We made it through the longest night of the year. Last night, the sun (sol) stood still (stice) Thanks to dozens of bonfires and some drum circles along the shores of Lake Superior during the night, the sun did finally return this morning, right on schedule.
The sun rose basically in the east, of course, but it rose 23.5 degrees south of east, the furthest that way it gets all year. Watching the sun rise over the cloudy horizon this morning from Park Point, it came up over Wisconsin.
In the summer, from our view in Duluth, the sun rises right up out of the long end of Lake Superior.
Okay, that's the solstice, the first day of winter. It can start snowing now. Anyone got a drum circle for that?
The winter of 2011-2012 is off to a slow start. Nature has not provided much snow to the North Shore area. I've chronicled desperate times before in this blog, from back in 2008, when we weren't skiing until late December and I biked on the beach and ran screaming down ski trails. I'm grumpy now, wanting to get out on real snow on a real trail.
The Duluth Denfeld Hunters Nordic Ski team has been skiing on snow for two weeks now. Thanks to the generosity of Spirit Mountain, the Denfeld team has been able to practice and race on the man-made snow of the slopes.
It was a bizarre scene this week at Spirit when Denfeld hosted their annual ski race. Drizzle all day had turned into a heavy layer of fog perched right at the top of the hill in Duluth. Driving into Spirit there was just a dusting of snow in the woods. Then you walk out toward the racecourse and suddenly there's two feet of snow on the ground. There were more cross country skiers than downhill skiers, and those skinny skis stuck out in a ski world more about wide skis and wider snowboards.
The course started right by the chalet and went uphill. Skiers disappeared into the fog and dark. Less than a minute later, they zoomed out of the fog straight down the ski run, snowplowing or step-turning to make the big curve around the chalet.
Although it was desperate measures for these desperate times, the foggy hilly race was a lot of fun. The Denfeld boys took second place, behind the mighty East High School. It was actual real skiing at a North Shore ski area. Despite all that, I'm still grumpy. Maybe next time they'll let me on the course.
We're not all that into Christmas here. But I kinda thought we had a tradition going. For six or seven years now, the whole Slade/Rauschenfels family has gone up the North Shore a ways to get our Christmas tree. We go to Herb Sellin's tree farm, 2.5 miles up from the Highway 61 Expressway on Homestead Road.
This last weekend, on a lovely Saturday afternoon, Sally and I headed out...without the boys. The older son was at a ski meet, and the younger son was feeling sick. So, in an early glimpse of future empty-nesting, it was just the two of us tracking along on one of our few holiday traditions. It was fun but a little...empty.

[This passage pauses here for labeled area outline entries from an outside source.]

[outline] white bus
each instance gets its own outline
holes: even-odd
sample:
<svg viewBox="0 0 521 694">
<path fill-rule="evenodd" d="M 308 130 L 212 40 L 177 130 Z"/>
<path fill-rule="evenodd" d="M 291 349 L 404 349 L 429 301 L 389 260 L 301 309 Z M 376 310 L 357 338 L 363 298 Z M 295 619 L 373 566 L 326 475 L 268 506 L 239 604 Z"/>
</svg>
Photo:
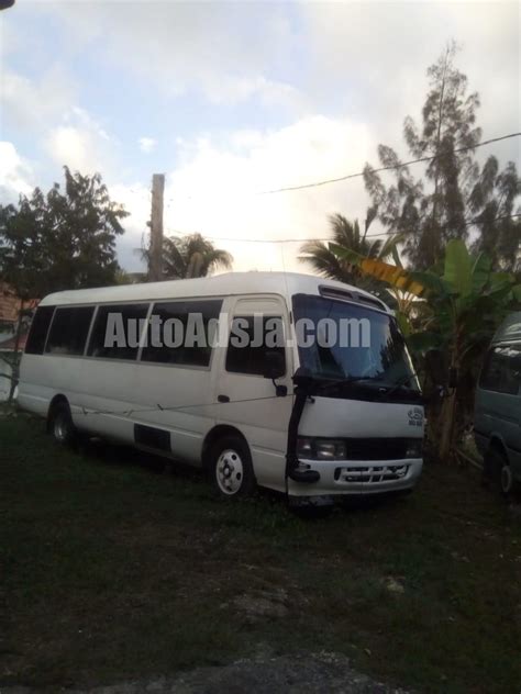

Herb's trees scatter across a large field, but we knew right where to head. It's tradition. Every year I suggest getting a white pine, and every year we head to the patch back and to the right...where the balsam firs are. For the last few years, I've handed the cutting over to our older son, who's done an admirable job with the Sven Saw. Now that job fell back to me.
The tree sits in its stand on our back deck for a few hours...
Then gets brought inside and decorated. Tradition says we listen to Willowgreen's Winter album.
My own North Shore Christmas tree tradition goes back much further than this. From the family cabin in Little Marais, it's a quarter-mile hike through the birch woods to the old pioneer field at Granny's Beach. Over the decades, spruce trees have grown in to slowly cover the old field. Because they had grown in the open, the trees were fuller and greener than any conifer we'd find in among the birches. Still, the best of these trees was as spindly and awkward as the last tree left on any commercial tree lot.
Family tradition also dictated that any tree that gets taken has to free up another tree to grow. That's an early lesson in sustainable forestry, I guess, but it also ensured that every tree was at least a little lopsided.
I remember back before we found Herb's lot when I brought both boys out to the field to find a tree. The younger one was in the backpack, the older holding my hand and walking alongside. Coming back through the birch woods with our scraggly spruce tree, the older one got tired and I ended up carrying him in one arm, dragging the tree with my other arm, and still carried the younger one on my back.
Herb's trees are full and rounded and nearly perfect. I'm good with that; I like how our trees fill up the room.
What I'm not good with, quite yet, is losing my boys. Sports and sick bugs be darned, I've got a tradition to fulfill.
Duluth is a city on a hill...a sometimes very steep hill. What would it be like to strap on downhill skis and swoosh down to Lake Superior? This video was shot in British Columbia, but about half the scenes could totally be in Duluth's Central Hillside neighborhood. I loved the barking dog and the old guy with the bike trailer.